Defining the `evaluate_model` function. This function takes the trained model, evaluates it on a given dataloader (test set), generates captions, and calculates BLEU, ROUGE-L, and METEOR scores.

In [None]:
def evaluate_model(model: nn.Module, dataloader: DataLoader, device: str, tokenizer) -> dict:
    """
    Evaluate model with BLEU, ROUGE-L & METEOR scores

    Args:
        model (nn.Module): Trained model (ImageCaptionModel instance).
        dataloader (DataLoader): Test data loader.
        device (str): 'cuda' or 'cpu'.
        tokenizer: The tokenizer used for the decoder, needed for decoding generated IDs.

    Returns:
        dict: BLEU, ROUGE-L scores for the test set. (METEOR calculation commented out)
    """
    model.eval()
    model.to(device)

    bleu_metric = evaluate.load("bleu")
    rouge_metric = evaluate.load("rouge")
    meteor_metric = evaluate.load("meteor")

    predictions = []
    references = []

    print(f"Starting evaluation on {device}...")
    # disable grad
    with torch.no_grad():
        for batch_idx, batch in enumerate(dataloader):
            pixel_values = batch['pixel_values'].to(device)
            ref_captions_batch = batch['captions']

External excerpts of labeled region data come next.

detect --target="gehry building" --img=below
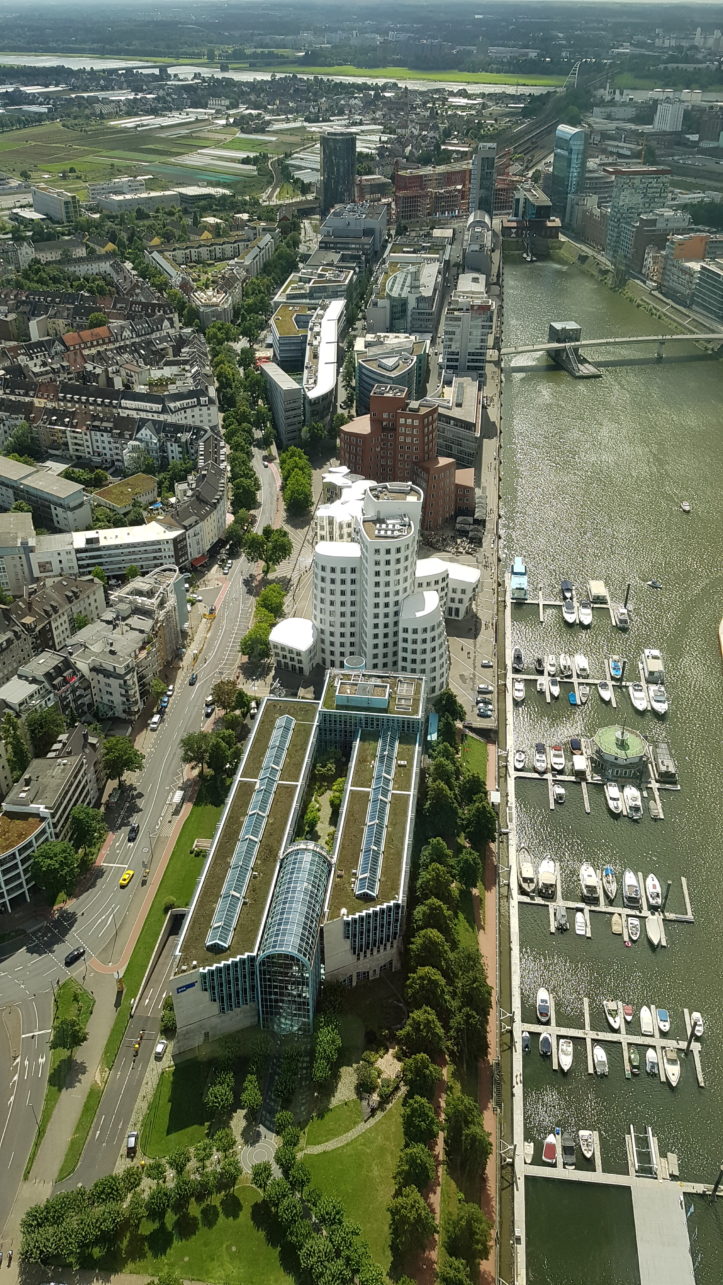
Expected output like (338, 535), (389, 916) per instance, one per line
(270, 469), (479, 699)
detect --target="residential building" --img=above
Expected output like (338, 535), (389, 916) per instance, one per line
(171, 668), (426, 1050)
(320, 134), (357, 215)
(470, 143), (497, 218)
(440, 272), (496, 382)
(6, 576), (105, 654)
(0, 455), (90, 531)
(652, 98), (686, 134)
(31, 182), (81, 224)
(271, 479), (479, 699)
(259, 361), (304, 446)
(550, 125), (587, 224)
(602, 166), (670, 265)
(354, 333), (429, 415)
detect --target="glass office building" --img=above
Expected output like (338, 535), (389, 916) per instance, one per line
(550, 125), (587, 222)
(256, 840), (331, 1036)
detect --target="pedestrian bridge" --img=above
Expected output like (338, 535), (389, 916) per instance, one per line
(500, 330), (723, 361)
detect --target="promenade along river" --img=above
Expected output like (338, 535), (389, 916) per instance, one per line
(502, 262), (723, 1285)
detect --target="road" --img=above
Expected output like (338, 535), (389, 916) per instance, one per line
(0, 451), (279, 1228)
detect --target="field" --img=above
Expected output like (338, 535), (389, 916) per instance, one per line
(0, 121), (268, 197)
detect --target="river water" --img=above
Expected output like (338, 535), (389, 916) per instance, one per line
(502, 262), (723, 1285)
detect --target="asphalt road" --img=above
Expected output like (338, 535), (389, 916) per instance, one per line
(0, 451), (279, 1227)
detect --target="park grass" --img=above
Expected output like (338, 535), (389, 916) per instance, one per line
(107, 1185), (293, 1285)
(303, 1099), (403, 1271)
(306, 1097), (362, 1146)
(58, 803), (221, 1181)
(23, 978), (95, 1178)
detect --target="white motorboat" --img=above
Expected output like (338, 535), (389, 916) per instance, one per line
(592, 1045), (609, 1076)
(645, 874), (663, 910)
(602, 866), (618, 901)
(537, 857), (557, 897)
(663, 1049), (681, 1088)
(655, 1009), (670, 1036)
(602, 1000), (620, 1031)
(647, 682), (670, 717)
(623, 866), (641, 907)
(557, 1040), (573, 1076)
(542, 1130), (560, 1164)
(578, 598), (592, 630)
(578, 1128), (595, 1160)
(623, 785), (642, 821)
(604, 781), (623, 816)
(580, 861), (600, 901)
(573, 651), (589, 678)
(645, 915), (663, 950)
(628, 682), (647, 714)
(518, 856), (537, 897)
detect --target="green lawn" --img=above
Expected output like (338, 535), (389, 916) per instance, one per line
(24, 978), (95, 1178)
(306, 1097), (361, 1146)
(58, 803), (221, 1181)
(105, 1186), (293, 1285)
(462, 736), (487, 781)
(304, 1100), (402, 1270)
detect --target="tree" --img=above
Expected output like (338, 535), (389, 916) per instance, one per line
(406, 968), (452, 1025)
(444, 1200), (492, 1275)
(31, 839), (81, 906)
(402, 1097), (440, 1142)
(389, 1187), (437, 1258)
(402, 1052), (442, 1100)
(410, 928), (455, 980)
(181, 731), (211, 776)
(71, 803), (108, 851)
(103, 736), (145, 785)
(0, 709), (30, 781)
(399, 1009), (444, 1056)
(394, 1142), (434, 1191)
(26, 705), (65, 758)
(462, 798), (497, 849)
(240, 1072), (263, 1121)
(50, 1015), (87, 1052)
(211, 678), (239, 709)
(434, 687), (465, 722)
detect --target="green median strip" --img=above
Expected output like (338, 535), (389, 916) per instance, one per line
(23, 978), (95, 1178)
(58, 803), (221, 1182)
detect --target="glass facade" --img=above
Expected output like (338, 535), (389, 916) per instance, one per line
(550, 125), (587, 222)
(256, 842), (331, 1034)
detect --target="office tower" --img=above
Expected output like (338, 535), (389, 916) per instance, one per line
(551, 125), (587, 222)
(321, 134), (357, 215)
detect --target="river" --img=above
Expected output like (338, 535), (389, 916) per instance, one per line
(501, 261), (723, 1285)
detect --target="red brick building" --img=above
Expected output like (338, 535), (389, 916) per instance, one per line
(339, 384), (474, 531)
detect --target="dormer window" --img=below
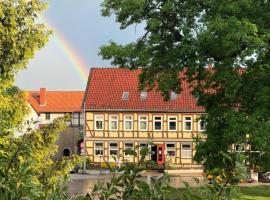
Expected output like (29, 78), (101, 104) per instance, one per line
(170, 92), (177, 101)
(122, 91), (129, 100)
(140, 91), (147, 100)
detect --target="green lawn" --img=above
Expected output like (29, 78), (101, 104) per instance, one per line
(239, 185), (270, 200)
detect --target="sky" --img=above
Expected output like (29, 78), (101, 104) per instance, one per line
(16, 0), (143, 90)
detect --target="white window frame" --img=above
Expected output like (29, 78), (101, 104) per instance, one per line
(124, 142), (134, 157)
(94, 115), (104, 131)
(109, 142), (119, 156)
(153, 115), (163, 131)
(45, 113), (51, 121)
(94, 142), (104, 156)
(139, 142), (149, 155)
(165, 142), (176, 157)
(124, 115), (133, 131)
(139, 115), (148, 131)
(183, 116), (193, 131)
(109, 115), (119, 131)
(181, 143), (192, 159)
(198, 119), (206, 132)
(168, 115), (178, 131)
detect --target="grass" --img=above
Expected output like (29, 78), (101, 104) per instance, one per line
(167, 185), (270, 200)
(239, 185), (270, 200)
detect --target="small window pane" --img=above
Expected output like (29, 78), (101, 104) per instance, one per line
(95, 115), (104, 130)
(95, 142), (103, 156)
(139, 116), (147, 131)
(124, 116), (133, 130)
(154, 117), (162, 131)
(109, 143), (118, 156)
(181, 144), (192, 158)
(166, 143), (175, 156)
(45, 113), (51, 120)
(110, 116), (118, 130)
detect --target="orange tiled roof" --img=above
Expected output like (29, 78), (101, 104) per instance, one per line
(85, 68), (204, 112)
(27, 91), (84, 113)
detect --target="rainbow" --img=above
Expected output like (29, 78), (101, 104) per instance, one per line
(41, 16), (89, 84)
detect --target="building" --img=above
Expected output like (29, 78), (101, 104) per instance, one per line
(84, 68), (205, 168)
(27, 88), (84, 159)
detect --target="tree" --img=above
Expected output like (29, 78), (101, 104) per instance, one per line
(100, 0), (270, 170)
(0, 0), (79, 199)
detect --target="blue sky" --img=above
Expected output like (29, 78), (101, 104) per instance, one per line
(16, 0), (143, 90)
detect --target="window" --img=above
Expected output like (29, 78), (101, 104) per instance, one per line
(110, 115), (118, 130)
(154, 117), (162, 131)
(45, 113), (51, 120)
(181, 144), (192, 158)
(94, 142), (103, 156)
(183, 117), (192, 131)
(198, 119), (206, 131)
(234, 144), (245, 152)
(139, 116), (148, 131)
(168, 116), (177, 131)
(124, 115), (133, 131)
(95, 115), (104, 130)
(166, 143), (175, 156)
(170, 92), (177, 101)
(124, 142), (133, 156)
(140, 142), (148, 155)
(109, 142), (118, 156)
(140, 91), (147, 100)
(122, 92), (129, 100)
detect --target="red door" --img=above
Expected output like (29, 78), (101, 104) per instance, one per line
(157, 144), (165, 165)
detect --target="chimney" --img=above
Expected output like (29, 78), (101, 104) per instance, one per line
(39, 88), (46, 106)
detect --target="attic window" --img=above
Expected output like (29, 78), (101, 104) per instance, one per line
(170, 92), (177, 101)
(122, 92), (129, 100)
(140, 92), (147, 100)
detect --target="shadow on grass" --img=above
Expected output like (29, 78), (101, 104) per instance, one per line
(239, 185), (270, 200)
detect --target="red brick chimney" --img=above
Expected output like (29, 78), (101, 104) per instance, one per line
(39, 88), (46, 106)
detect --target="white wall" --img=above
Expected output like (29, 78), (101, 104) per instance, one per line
(14, 105), (39, 137)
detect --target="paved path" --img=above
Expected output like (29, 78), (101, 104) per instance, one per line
(68, 172), (270, 195)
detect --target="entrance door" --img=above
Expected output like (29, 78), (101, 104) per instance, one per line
(157, 144), (165, 165)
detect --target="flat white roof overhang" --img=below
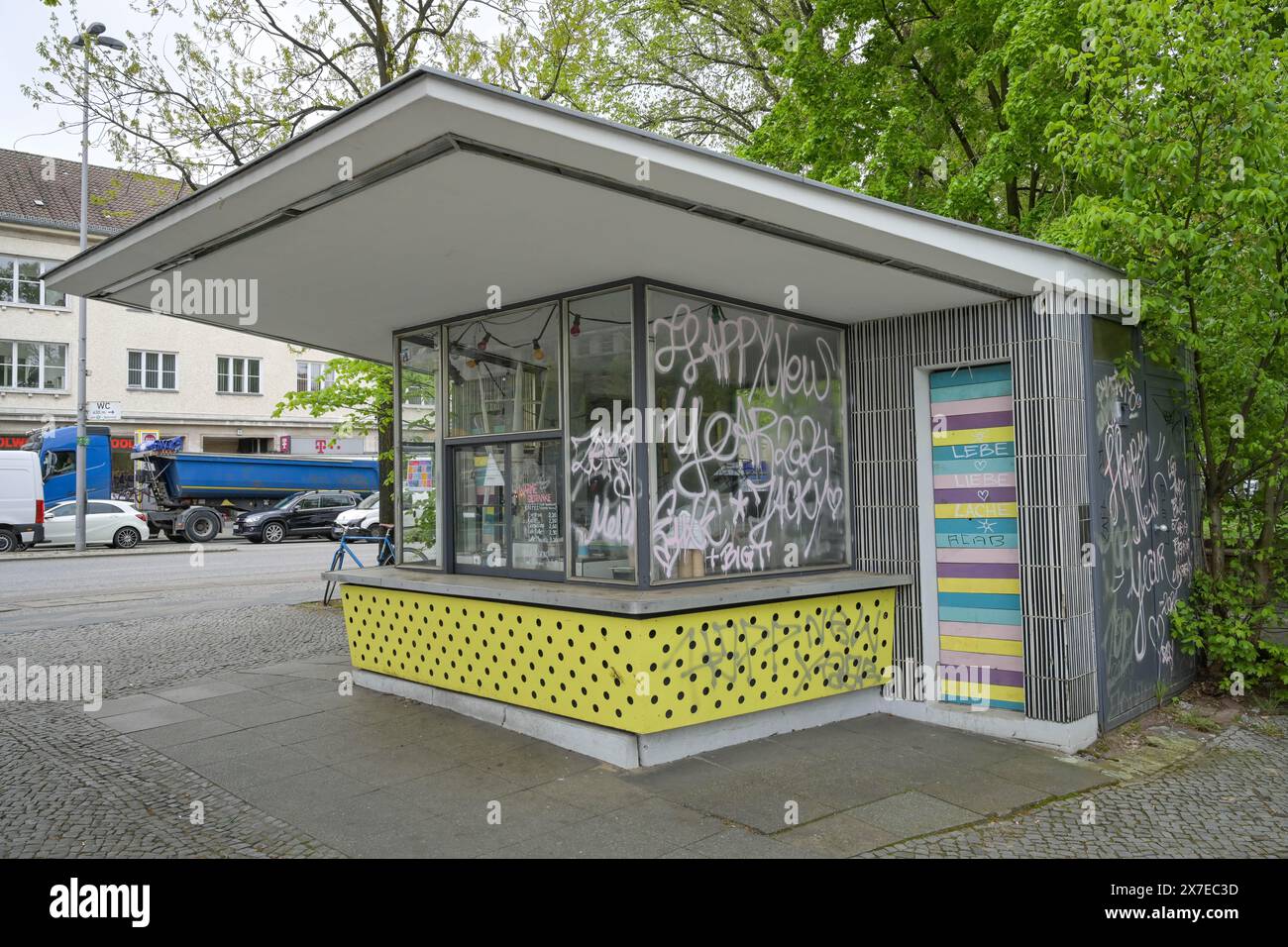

            gen_kwargs_eval = {
                "max_length": 150,
                "num_beams": 4,
                "pad_token_id": tokenizer.pad_token_id if tokenizer.pad_token_id is not None else model.model.config.pad_token_id,
                "decoder_start_token_id": model.model.config.decoder_start_token_id
            }

            generated_ids = model.generate(
                pixel_values=pixel_values.to(device),
                gen_kwargs=gen_kwargs_eval
            )

            # decode generated_ids and clean preds
            pred_captions_batch = tokenizer.batch_decode(generated_ids, skip_special_tokens=True)
            cleaned_predictions = [pred.strip() for pred in pred_captions_batch]

            formatted_references = [[ref] for ref in ref_captions_batch]
            predictions.extend(cleaned_predictions)
            references.extend(formatted_references)

            if batch_idx % 50 == 0:
                 print(f"  Evaluated Batch {batch_idx}/{len(dataloader)}")

    print("Calculating final scores...")
    try:
        if not predictions or not references:
             print("Warning: No predictions or references generated. Cannot compute metrics.")
             return {"BLEU": 0, "ROUGE-L": 0, "METEOR": 0, "Error": "No predictions/references"}

        bleu_score = bleu_metric.compute(predictions=predictions, references=references)
        rouge_score = rouge_metric.compute(predictions=predictions, references=references)
        meteor_score = meteor_metric.compute(predictions=predictions, references=[ref[0] for ref in references]) 

        results = {
            "BLEU": bleu_score['bleu'],
            "ROUGE-L": rouge_score['rougeL'],
            "METEOR": meteor_score['meteor']
        }
        print(f"Evaluation Results: {results}")
        return results

    except Exception as e:
        print(f"Error calculating metrics: {e}")
        print(f"Num predictions: {len(predictions)}, Num references: {len(references)}")
        return {"BLEU": 0, "ROUGE-L": 0, "METEOR": 0, "Error": str(e)}

### A4.4 Dataset and DataLoader Preparation

Loading the train, validation, and test CSV files. Defining the `ImageCaptionDataset` class to process images and tokenize captions. Creating PyTorch DataLoaders for training, validation, and testing.

In [12]:
# Load CSVs
train_df = pd.read_csv(os.path.join(DATASET_PATH, "train.csv"))
val_df = pd.read_csv(os.path.join(DATASET_PATH, "val.csv"))
test_df = pd.read_csv(os.path.join(DATASET_PATH, "test.csv"))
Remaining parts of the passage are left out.